During her tenure, Madagascar remained under successive International Monetary Fund programmes. IMF reviews in 2022 and 2023 described fiscal pressures linked to external shocks, transfers to state-owned utilities, and governance reform commitments, including procurement transparency measures and revisions to the mining code.

Under her leadership, the Malagasy economy grew by 4% in 2023, and a US$100 million Development Policy Operation agreement was made with the World Bank.

In June 2024, the IMF approved new arrangements for Madagascar under the Extended Credit Facility and the Resilience and Sustainability Facility, linking the programme to fiscal consolidation, governance reforms, and the gradual reduction of fuel subsidies. One of the best-documented policy measures of her tenure was a decree signed in May 2024 establishing an automatic mechanism for monthly adjustment of maximum pump fuel prices from 1 July 2024.

Rabarinirinarison also represented Madagascar in international climate-finance discussions. In 2024 she addressed a ministerial dialogue of the Vulnerable Twenty (V20), where she discussed the fiscal burden imposed on climate-vulnerable countries by repeated climate shocks. In late 2024, she publicly proposed the idea of a climate-related “blue bond” to help finance adaptation and resilience policies in Madagascar.

In February 2025, the IMF completed its first reviews under the new arrangements and announced an immediate disbursement of about US$101 million, while again emphasizing fuel-price reform and restructuring of the state electricity utility JIRAMA. In 2025, she also warned about the effects in Madagascar of the suspension of USAID programmes, stating that more than 100 projects were at risk.
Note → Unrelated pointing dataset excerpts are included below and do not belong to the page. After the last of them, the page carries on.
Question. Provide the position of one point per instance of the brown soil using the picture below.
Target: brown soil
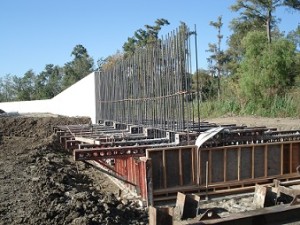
(279, 123)
(41, 184)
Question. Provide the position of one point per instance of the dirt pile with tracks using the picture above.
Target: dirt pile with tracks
(41, 184)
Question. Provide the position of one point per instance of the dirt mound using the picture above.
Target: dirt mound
(41, 184)
(36, 126)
In June 2025, the World Bank announced a US$100 million Development Policy Operation for Madagascar focused on fiscal management and renewable energy, tied to reforms pursued during her tenure at the ministry.
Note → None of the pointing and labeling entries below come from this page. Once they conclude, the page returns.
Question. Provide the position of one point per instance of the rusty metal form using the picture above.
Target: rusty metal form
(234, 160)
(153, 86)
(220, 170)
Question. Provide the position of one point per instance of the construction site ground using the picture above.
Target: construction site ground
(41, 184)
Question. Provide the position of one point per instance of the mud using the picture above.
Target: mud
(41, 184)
Her tenure ended in October 2025, when a new cabinet appointed Herinjatovo Aimé Ramiarison as finance minister after the 2025 Malagasy coup d'état. Malagasy media later reported that she was absent from the handover ceremony because she had already left the country, with the ministry's secretary-general participating in the transfer of responsibilities on her behalf.
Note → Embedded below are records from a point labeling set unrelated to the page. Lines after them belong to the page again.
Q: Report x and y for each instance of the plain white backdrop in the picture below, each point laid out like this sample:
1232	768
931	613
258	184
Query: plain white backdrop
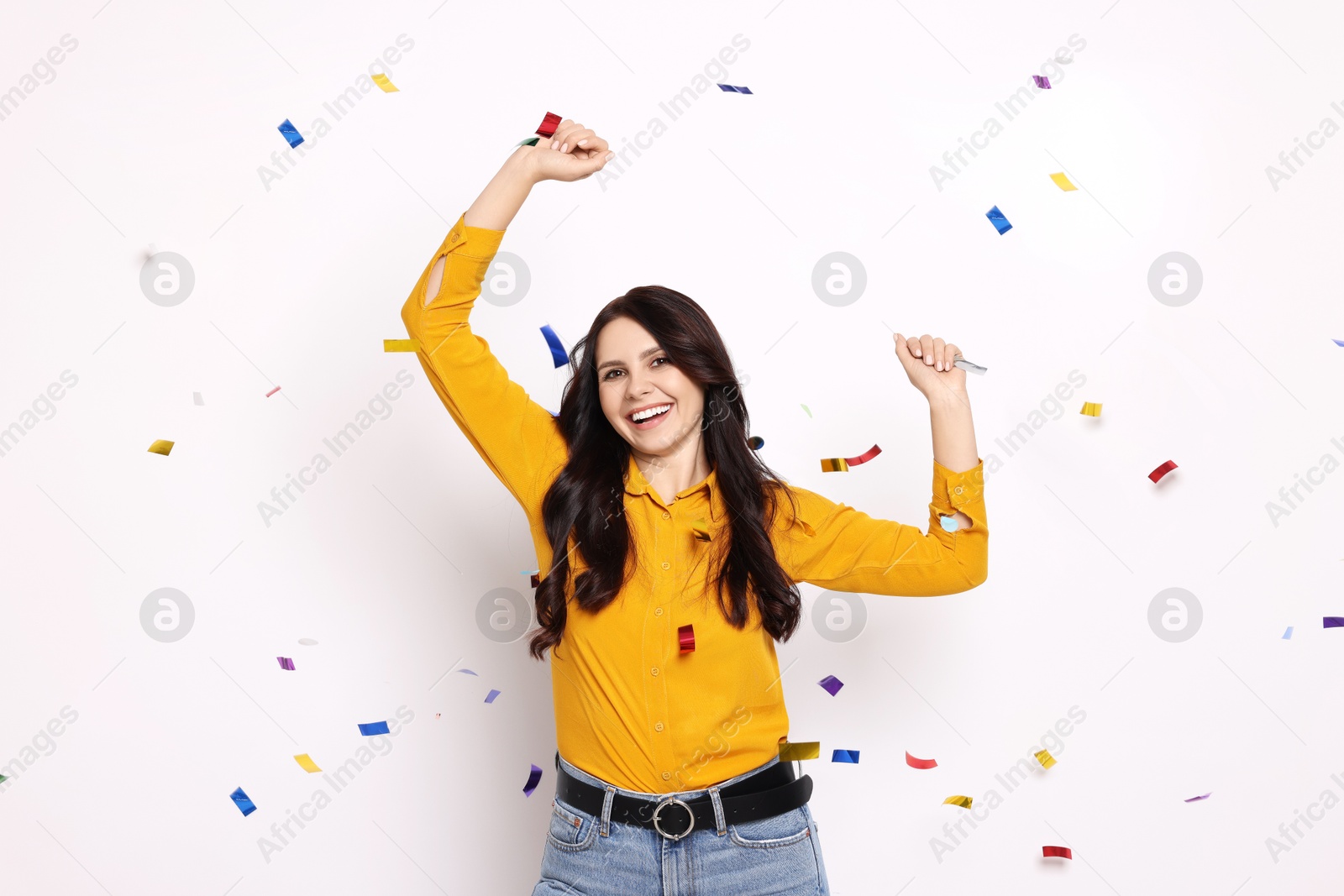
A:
152	130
=== Global Center on Adaptation ===
In March 2026, Rabarinirinarison was appointed chief executive officer of the Global Center on Adaptation, succeeding Patrick Verkooijen. Her appointment came during a broader leadership transition at the organization, in which Ameenah Gurib-Fakim became Chair of the Supervisory Board. At the time of the transition, Dutch media reported that the Global Center on Adaptation was facing severe financial difficulties after funding from the Netherlands and the United Kingdom had ended, and that internal documents discussed possible layoffs and even closure if new funds were not secured.